Here’s what I get is I run webclient on the system.xml file
<?xml version=“1.0” encoding=“UTF-8”?>
<?xml-stylesheet href=“autherror.xsl” type=“text/xsl”?>
<MFP>
<Function>common</Function>
<LangNo>En</LangNo>
<Message>
<Item Code=“Err_2”>DirectAccessError</Item>
</Message>
<Redirect>/index.html</Redirect>
</MFP>
by poshoholic at 2012-08-31 08:02:38
If you can get it to work as you said in the beginning when you use the InternetExplorer.Application COM object, then why not use that in a try/finally block, with a call to $ie.Quit() (assuming you store your COM object in a variable called “ie”) in the finally block so that the process doesn’t remain open when you’re finished with it?
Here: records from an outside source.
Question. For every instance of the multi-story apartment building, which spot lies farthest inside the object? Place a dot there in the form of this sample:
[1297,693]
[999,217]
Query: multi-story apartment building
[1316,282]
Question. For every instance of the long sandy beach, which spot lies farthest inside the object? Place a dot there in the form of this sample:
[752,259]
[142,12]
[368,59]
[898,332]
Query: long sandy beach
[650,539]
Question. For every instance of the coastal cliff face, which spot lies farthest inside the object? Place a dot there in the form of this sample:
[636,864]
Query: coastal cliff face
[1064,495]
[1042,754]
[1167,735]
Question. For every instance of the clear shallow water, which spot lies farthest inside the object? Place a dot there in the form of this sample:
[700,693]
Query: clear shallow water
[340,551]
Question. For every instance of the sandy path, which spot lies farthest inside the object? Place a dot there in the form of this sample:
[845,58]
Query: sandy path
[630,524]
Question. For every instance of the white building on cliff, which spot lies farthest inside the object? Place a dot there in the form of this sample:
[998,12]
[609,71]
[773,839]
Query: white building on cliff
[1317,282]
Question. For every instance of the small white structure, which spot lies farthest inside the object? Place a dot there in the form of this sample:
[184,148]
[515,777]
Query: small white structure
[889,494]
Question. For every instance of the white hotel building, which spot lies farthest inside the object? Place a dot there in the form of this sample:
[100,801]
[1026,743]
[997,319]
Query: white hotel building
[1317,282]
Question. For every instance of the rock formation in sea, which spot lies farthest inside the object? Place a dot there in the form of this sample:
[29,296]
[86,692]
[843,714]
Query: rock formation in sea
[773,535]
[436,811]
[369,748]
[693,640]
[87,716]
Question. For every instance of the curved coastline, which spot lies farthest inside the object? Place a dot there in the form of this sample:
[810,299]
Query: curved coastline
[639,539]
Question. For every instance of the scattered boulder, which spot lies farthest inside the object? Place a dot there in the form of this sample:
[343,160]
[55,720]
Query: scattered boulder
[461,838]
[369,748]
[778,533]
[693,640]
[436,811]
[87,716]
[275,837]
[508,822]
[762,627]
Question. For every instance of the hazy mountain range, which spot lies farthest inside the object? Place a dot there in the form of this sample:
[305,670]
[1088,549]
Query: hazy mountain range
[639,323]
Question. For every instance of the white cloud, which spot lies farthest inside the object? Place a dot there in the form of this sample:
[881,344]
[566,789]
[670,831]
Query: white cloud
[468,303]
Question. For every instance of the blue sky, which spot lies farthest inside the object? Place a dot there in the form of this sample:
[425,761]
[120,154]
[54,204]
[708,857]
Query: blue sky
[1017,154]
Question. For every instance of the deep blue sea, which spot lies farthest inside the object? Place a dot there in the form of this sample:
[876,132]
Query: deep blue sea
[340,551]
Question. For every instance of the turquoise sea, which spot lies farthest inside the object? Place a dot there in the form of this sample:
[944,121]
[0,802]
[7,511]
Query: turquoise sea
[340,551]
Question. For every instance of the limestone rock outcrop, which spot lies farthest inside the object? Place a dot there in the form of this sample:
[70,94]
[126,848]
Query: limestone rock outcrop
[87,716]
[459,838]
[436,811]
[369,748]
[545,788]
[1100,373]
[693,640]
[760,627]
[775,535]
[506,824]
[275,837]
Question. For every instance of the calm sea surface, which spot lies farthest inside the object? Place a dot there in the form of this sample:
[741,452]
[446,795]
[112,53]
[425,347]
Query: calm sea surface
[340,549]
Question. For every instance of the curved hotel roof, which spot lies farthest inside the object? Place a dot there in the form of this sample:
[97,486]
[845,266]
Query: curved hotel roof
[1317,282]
by jerryp at 2012-08-31 08:33:00
That’s the way I’m going to run it now that I have the command to get the process to quit. I was orginally looking for a way to send the cookie information with the headers to see if I could get webclient to work with the xml file. But I don’t think it can be done without a lot of coding. Thanks for your help.
by poshoholic at 2012-08-31 09:15:26
No problem. I’m glad this works out your issue.